A sourcing partnership between Tesco PLC and Carrefour SA is unlikely to significantly cut costs at either company in the short term, but it could be the first move from European grocers threatened by Inc.

Some analysts said they do not see big savings in the immediate future for either of the two companies as a result of a plan to jointly negotiate with suppliers for their store-brand products. But the joint endeavor could be the first act in an attempt by European grocers to improve performance ahead of more expansion by Amazon on the continent, said Christopher Durham, president of My Private Brand, a consulting firm. The two retailers announced their tie-up July 2

"This is the first rumbling that the big guys are actually afraid of Amazon," Durham said in an interview with S&P Global Market Intelligence. He said the two retailers' move to join forces on sourcing could be a test for closer cooperation, up to a merger. Analysts have speculated about a deal between the two companies on and off for over a decade.
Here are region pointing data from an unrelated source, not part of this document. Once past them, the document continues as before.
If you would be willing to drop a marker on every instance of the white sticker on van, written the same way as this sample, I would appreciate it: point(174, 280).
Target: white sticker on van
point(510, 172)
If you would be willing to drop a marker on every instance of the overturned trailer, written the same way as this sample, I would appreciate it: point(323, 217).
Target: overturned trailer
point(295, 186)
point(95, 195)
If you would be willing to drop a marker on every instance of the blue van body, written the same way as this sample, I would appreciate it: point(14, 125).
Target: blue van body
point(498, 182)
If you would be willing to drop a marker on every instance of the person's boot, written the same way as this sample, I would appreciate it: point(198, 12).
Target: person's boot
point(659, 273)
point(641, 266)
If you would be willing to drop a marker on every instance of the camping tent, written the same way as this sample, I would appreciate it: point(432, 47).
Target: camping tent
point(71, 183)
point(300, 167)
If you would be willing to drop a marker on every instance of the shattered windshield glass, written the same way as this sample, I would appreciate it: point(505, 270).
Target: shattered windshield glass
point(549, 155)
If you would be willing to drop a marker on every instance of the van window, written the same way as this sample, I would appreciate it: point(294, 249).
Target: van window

"They could be one company," Durham said. "If you go shop the stores, they look almost identical."

Neither Carrefour nor Tesco responded to S&P Global Market Intelligence's requests for comment.

A separate group of retailers, including French grocery operator Casino Guichard-Perrachon SA, also said July 2 that they would form their own purchasing group.

Amazon has been looking for partnerships with retailers in parts of Europe, especially France, since 2017. In October 2017, media reports suggested that the Seattle-based e-commerce giant approached several French grocery store operators, as well as retailer E. Leclerc SA, about distribution agreements and acquisitions.

In March, Amazon said it would deliver orders placed by customers in and near Paris through grocery chain Monoprix, owned by Casino, using its Prime Now service. At the time, analysts said the deal was likely an attempt by Casino to learn more about e-commerce, not a bet on improving financial results in the short-term.

Speaking July 2, analysts made similar comments about the short-term effects of a partnership between Tesco and Carrefour. Sanford C. Bernstein analyst Bruno Monteyne told S&P Global Market Intelligence that the joint negotiating approach could yield some lower costs associated with each chain's private-label products.

But the savings is unlikely to stand out in either company's financial results in the near future, he said. "In our view, it does materially move the needle, but [it's] not enough to open my excel model."

The grocers share multiple suppliers, according to S&P Capital IQ. These include U.K.-based Nomad Foods Ltd., a frozen and packaged foods manufacturer in Western Europe, and Belgium based-Ontex Group NV, which makes baby diapers, wet wipes and other personal care products.

Squeezing out additional profit by joining forces to negotiate with these suppliers will be difficult, said Durham, the consultant.

Both Tesco and Carrefour already have developed, profitable private-label brands, and the companies would need to dig deep into their suppliers' cost structures to make the brands more profitable. That could include scrutinizing the prices of raw ingredients that the manufacturers use, he said.

Even then, "you're talking basis points, maybe," Durham said.